Fluet, 65, said. “The wife of the guy with me was burned on her arm and
leg. She was knocked down by the explosion.”
The pictures are stunning. Investigators haven't determined exactly how the train took off:
The president and CEO of Rail World Inc., the parent company of
Montreal, Maine & Atlantic Railway, said the train was parked uphill
of Lac-Megantic before the incident.
“If brakes aren’t properly applied on a train, it’s going to run away,” Edward Burkhardt told The Canadian Press.
“But we think the brakes were properly applied on this train.”
Mr.
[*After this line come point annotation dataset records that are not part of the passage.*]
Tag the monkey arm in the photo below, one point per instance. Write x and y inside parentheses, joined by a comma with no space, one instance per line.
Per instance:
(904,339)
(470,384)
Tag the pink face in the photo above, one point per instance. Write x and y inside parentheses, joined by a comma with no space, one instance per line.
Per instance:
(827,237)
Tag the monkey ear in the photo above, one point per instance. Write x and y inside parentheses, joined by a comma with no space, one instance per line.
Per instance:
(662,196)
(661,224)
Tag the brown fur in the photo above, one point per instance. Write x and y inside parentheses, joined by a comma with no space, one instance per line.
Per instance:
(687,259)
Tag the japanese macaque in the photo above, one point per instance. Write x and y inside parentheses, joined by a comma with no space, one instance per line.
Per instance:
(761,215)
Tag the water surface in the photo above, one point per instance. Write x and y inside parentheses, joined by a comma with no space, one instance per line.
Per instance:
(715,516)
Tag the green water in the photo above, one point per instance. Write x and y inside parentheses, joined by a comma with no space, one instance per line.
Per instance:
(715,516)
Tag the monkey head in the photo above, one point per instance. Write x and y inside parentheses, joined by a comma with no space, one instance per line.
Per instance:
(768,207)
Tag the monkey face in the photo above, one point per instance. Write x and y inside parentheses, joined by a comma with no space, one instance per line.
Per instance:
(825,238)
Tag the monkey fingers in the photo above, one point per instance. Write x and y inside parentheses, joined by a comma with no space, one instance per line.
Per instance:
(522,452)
Burkhardt, who indicated he was mystified by the disaster, said
the train was parked because the engineer had finished his run.
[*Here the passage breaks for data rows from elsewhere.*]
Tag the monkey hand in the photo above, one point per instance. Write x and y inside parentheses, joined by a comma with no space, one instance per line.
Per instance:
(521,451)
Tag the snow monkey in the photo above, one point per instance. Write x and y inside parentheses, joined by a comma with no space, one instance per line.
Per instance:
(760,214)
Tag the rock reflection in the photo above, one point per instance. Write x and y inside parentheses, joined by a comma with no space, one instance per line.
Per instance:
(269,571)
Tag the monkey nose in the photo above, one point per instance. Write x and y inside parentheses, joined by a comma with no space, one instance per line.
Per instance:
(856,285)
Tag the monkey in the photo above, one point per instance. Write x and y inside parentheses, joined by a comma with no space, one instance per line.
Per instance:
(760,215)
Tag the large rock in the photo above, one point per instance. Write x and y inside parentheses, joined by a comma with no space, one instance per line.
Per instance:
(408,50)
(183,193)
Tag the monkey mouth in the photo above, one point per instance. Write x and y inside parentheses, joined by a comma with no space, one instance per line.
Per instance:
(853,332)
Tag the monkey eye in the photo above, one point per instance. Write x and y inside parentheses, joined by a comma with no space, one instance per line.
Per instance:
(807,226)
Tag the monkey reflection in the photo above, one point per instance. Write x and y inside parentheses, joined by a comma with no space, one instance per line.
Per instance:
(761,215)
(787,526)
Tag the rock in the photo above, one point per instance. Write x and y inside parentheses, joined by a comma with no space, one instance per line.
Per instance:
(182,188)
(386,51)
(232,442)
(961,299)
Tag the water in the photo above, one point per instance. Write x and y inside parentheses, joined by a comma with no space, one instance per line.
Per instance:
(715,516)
“We’ve had a very good safety record for these 10 years,” he said of the decade-old railroad.
“Well, I think we’ve blown it here.”
The multiple blasts came over a span of several hours and wiped out
some 30 buildings. Locals say that many are still unaccounted for in the
town of 6,000, about 250 kilometres east of Montreal.
That is not good. Back a
number of years ago (ok, 12 years ago [Fuck! Time flies!]), a train got away from the engineer in a railyard near Toledo, and ran unattended until it got past Kenton. Luckily, nobody got seriously hurt:
The CSX 8888 incident, also known as the Crazy Eights incident, was an unmanned runaway CSX Transportation freight train in the U.S. state of Ohio in 2001. Locomotive #8888, an EMD SD40-2,
was pulling a train of 47 cars including some loaded with hazardous
chemicals, and ran uncontrolled for two hours at up to 51 miles per hour
(82 km/h). It was finally halted by a railroad crew in a second locomotive, which caught the runaway and coupled to the rear car.
The train consisted of CSX #8888 and 47 freight cars, 22 of which were loaded. Two tank cars contained thousands of gallons of molten phenol,
a toxic ingredient of paints, glues, and dyes that is harmful when it
is inhaled, ingested, or comes into contact with the skin. Attempts to
derail the train using a portable derailer
failed and police shot at an emergency fuel cutoff switch, which had no
effect because the button must be pressed for several seconds before
the engine is starved of fuel and shuts down. A northbound freight
train, Q63615, was directed onto a siding
where the crew uncoupled its locomotive, #8392 (another EMD SD40-2),
and waited for the runaway to pass. The locomotive's crew of two, an
engineer with 31 years of service and a conductor with one year's
experience, chased the runaway train and were able to couple onto the
rear car. They slowed the train by applying the dynamic brakes on the
chase locomotive. An EMD GP38
locomotive was prepared further down the line to couple to the front of
the runaway to slow it further, if necessary. Once the runaway had
slowed to 11 miles per hour, CSX trainmaster Jon Hosfeld ran alongside
the train, climbed aboard, and shut down the engine. The train was
stopped just southeast of Kenton, Ohio, before reaching the GP38.
All the brake blocks on #8888 had been completely destroyed by the heat
from being applied throughout the runaway trip. The name of the
engineer who let the train slip was never made public.
We did a good bit of work in Kenton, and the city officials there were pretty worked up that day. They were imagining something on the order of this disaster in Lac-Megantic.